Abstract

To meet coarse-grained user requirements, many service composition approaches have been put forward in the past 20 years. The service composition constructs a service workflow by aggregating services to meet users’ functional and non-functional requirements. In the era of the Internet of Services (IoS), service solutions are constituted by services deployed on distributed platforms and owned by different providers. For reasons such as commercial confidentiality, different providers or platforms (called "IoS nodes") generally do not share complete information of services to other nodes. Thus, how to efficiently construct optimal service composite solutions for complex user requirements under this distributed service environment is a great challenge. In this paper, we propose a three-stage distributed service composition method with coordination protocols and local algorithms.

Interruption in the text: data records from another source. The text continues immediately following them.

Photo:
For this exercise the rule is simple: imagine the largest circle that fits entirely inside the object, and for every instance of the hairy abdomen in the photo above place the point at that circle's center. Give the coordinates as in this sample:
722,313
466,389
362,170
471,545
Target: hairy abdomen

In the first stage, when an IoS node receives a requirement (the initial node), it uses a centralized service composition algorithm and broadcasts sub-requirements it can’t meet to all other nodes through a requirement broadcasting protocol. In the second stage, the initial node uses a node selection algorithm to assign a node to provide the service for each sub-requirement. In the third stage, the nodes coordinate their services with other nodes through a constraint coordination protocol based on the upper confidence bound algorithm and the initial node obtains a composite service solution. The experimental results demonstrate that our method outperforms other distributed service composition methods in terms of efficiency and solution quality.